Another financial consideration is the cost of goods or services. Is the franchisor passing on the benefit of larger buying power? Can you purchase the goods and services required to operate the business at a lower price than what you are paying as a franchisee? Benefits are not always passed on directly. For example some franchisors will pay rebates into the marketing fund. 

Remember that even if you can get out of your franchise agreement and operate a competing business, you may not be able to offer exactly the same products or services and you may not be able to use the customer information that you obtained while operating the business as a franchise.

Another consideration is the value of the franchisor's support. This can range from the value of the business systems and processes developed by the franchisor, to the value of IT platforms used by the franchisor, to the value of one on one personal support provided by the franchisor. 

 

Can I Operate in Competition with the Franchisor?

 

A franchise agreement will usually contain a restraint of trade clause to stop you from competing with the franchisor after the franchise agreement has ended.

However, except for franchise agreements where New South Wales law is applicable, a restraint of trade clause cannot be enforced unless it is reasonable.

"Reasonable" in relation to restraint clauses means that the restraint provides no more than adequate protection to the person who is trying to enforce the restraint (in this case the franchisor).

Often, franchise agreements contain fairly standard restraint clauses which may not take into account the particular circumstances of the business. This may lead to the restraint clause being unreasonable and unenforceable.

In addition to a restraint clause, franchise agreements will contain clauses that protect the franchisor's intellectual property. Some intellectual property clauses are quite basic and others are quite detailed, protecting customer data and supplier information.

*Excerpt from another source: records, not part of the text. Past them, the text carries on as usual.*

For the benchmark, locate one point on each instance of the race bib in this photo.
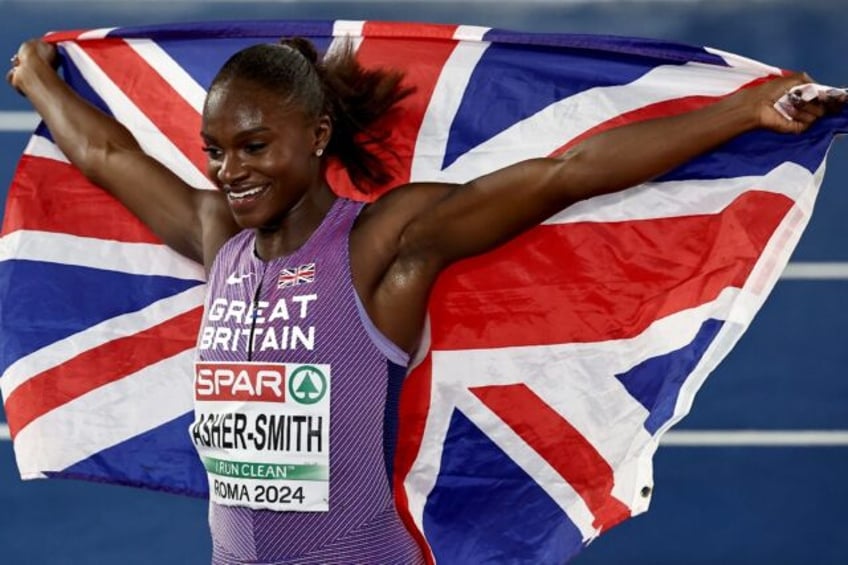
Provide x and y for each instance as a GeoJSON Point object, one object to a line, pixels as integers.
{"type": "Point", "coordinates": [263, 433]}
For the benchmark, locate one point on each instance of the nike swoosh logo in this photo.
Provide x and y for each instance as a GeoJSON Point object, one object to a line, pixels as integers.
{"type": "Point", "coordinates": [238, 279]}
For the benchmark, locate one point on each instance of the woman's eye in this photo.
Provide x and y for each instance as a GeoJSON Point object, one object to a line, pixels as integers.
{"type": "Point", "coordinates": [212, 152]}
{"type": "Point", "coordinates": [254, 147]}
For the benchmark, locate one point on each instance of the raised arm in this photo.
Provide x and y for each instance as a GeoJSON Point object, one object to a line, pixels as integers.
{"type": "Point", "coordinates": [484, 213]}
{"type": "Point", "coordinates": [193, 222]}
{"type": "Point", "coordinates": [437, 224]}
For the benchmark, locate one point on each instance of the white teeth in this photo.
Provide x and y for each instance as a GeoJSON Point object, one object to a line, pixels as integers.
{"type": "Point", "coordinates": [245, 194]}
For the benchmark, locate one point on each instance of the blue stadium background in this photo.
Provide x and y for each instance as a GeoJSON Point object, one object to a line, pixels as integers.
{"type": "Point", "coordinates": [783, 503]}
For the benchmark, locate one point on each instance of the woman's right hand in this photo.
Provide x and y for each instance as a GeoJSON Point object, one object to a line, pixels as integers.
{"type": "Point", "coordinates": [31, 55]}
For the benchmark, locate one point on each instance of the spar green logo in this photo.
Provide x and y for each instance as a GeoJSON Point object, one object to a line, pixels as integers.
{"type": "Point", "coordinates": [307, 385]}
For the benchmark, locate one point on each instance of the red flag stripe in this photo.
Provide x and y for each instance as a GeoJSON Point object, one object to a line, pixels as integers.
{"type": "Point", "coordinates": [561, 445]}
{"type": "Point", "coordinates": [414, 406]}
{"type": "Point", "coordinates": [102, 365]}
{"type": "Point", "coordinates": [177, 120]}
{"type": "Point", "coordinates": [52, 196]}
{"type": "Point", "coordinates": [511, 297]}
{"type": "Point", "coordinates": [656, 110]}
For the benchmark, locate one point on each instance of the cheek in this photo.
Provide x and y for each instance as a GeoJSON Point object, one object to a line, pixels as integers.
{"type": "Point", "coordinates": [212, 169]}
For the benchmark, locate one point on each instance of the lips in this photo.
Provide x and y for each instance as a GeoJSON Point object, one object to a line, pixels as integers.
{"type": "Point", "coordinates": [244, 197]}
{"type": "Point", "coordinates": [245, 193]}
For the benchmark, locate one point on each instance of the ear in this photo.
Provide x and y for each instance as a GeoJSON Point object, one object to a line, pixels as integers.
{"type": "Point", "coordinates": [323, 133]}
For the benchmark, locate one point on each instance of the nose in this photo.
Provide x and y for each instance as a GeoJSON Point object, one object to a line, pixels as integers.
{"type": "Point", "coordinates": [231, 171]}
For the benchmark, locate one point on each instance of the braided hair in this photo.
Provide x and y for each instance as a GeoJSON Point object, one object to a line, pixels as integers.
{"type": "Point", "coordinates": [339, 86]}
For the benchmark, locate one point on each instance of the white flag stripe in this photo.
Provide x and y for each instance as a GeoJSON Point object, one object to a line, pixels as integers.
{"type": "Point", "coordinates": [149, 137]}
{"type": "Point", "coordinates": [757, 287]}
{"type": "Point", "coordinates": [42, 147]}
{"type": "Point", "coordinates": [106, 416]}
{"type": "Point", "coordinates": [182, 82]}
{"type": "Point", "coordinates": [586, 370]}
{"type": "Point", "coordinates": [66, 349]}
{"type": "Point", "coordinates": [566, 119]}
{"type": "Point", "coordinates": [432, 139]}
{"type": "Point", "coordinates": [530, 461]}
{"type": "Point", "coordinates": [96, 33]}
{"type": "Point", "coordinates": [470, 33]}
{"type": "Point", "coordinates": [740, 62]}
{"type": "Point", "coordinates": [684, 197]}
{"type": "Point", "coordinates": [578, 367]}
{"type": "Point", "coordinates": [148, 259]}
{"type": "Point", "coordinates": [18, 121]}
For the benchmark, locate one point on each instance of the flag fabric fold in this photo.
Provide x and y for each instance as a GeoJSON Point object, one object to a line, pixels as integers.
{"type": "Point", "coordinates": [551, 367]}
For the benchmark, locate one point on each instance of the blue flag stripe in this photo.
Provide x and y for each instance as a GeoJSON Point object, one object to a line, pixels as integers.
{"type": "Point", "coordinates": [61, 300]}
{"type": "Point", "coordinates": [176, 469]}
{"type": "Point", "coordinates": [474, 502]}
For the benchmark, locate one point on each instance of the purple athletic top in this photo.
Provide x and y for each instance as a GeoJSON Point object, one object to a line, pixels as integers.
{"type": "Point", "coordinates": [306, 311]}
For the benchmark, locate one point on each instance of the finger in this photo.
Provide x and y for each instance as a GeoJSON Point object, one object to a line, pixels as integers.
{"type": "Point", "coordinates": [815, 108]}
{"type": "Point", "coordinates": [806, 117]}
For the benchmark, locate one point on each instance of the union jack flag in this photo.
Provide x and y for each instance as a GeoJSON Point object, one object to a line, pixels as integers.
{"type": "Point", "coordinates": [550, 367]}
{"type": "Point", "coordinates": [296, 276]}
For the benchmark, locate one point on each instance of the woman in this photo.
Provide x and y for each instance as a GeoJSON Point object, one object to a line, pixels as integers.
{"type": "Point", "coordinates": [316, 302]}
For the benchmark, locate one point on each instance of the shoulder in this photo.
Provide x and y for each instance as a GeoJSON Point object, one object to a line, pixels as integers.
{"type": "Point", "coordinates": [217, 223]}
{"type": "Point", "coordinates": [392, 212]}
{"type": "Point", "coordinates": [376, 237]}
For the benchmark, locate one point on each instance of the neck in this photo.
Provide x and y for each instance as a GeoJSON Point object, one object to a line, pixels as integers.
{"type": "Point", "coordinates": [295, 227]}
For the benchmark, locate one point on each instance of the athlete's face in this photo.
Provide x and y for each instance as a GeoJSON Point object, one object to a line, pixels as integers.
{"type": "Point", "coordinates": [261, 151]}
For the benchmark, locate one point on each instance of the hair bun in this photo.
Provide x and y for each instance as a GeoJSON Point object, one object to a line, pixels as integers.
{"type": "Point", "coordinates": [302, 46]}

If you are wanting to establish a similar business to that operated under the franchise network (or if you are wanting to simply de-badge and continue operating your business) you will need to consider the impact of any intellectual property clauses in addition to restraint of trade clauses.

 

Takeaways

  • Check the expiry date of your franchise agreement (and your lease if applicable).
  • Even if you "can" get out of your franchise agreement consider whether you "should" get out of your franchise agreement.
  • If you want to "de-badge" or operate a competing business have a franchise lawyer look at the provisions of the franchise agreement in particular the restraint of trade provisions.
  • Get financial advice as well as legal advice.

 

 

Disclaimer

The information in this article is general in nature and is not intended to address the circumstances of any person or other entity. Although we do our best to provide timely and accurate information, we do not guarantee that the information in this article is accurate or that it will continue to be accurate in the future.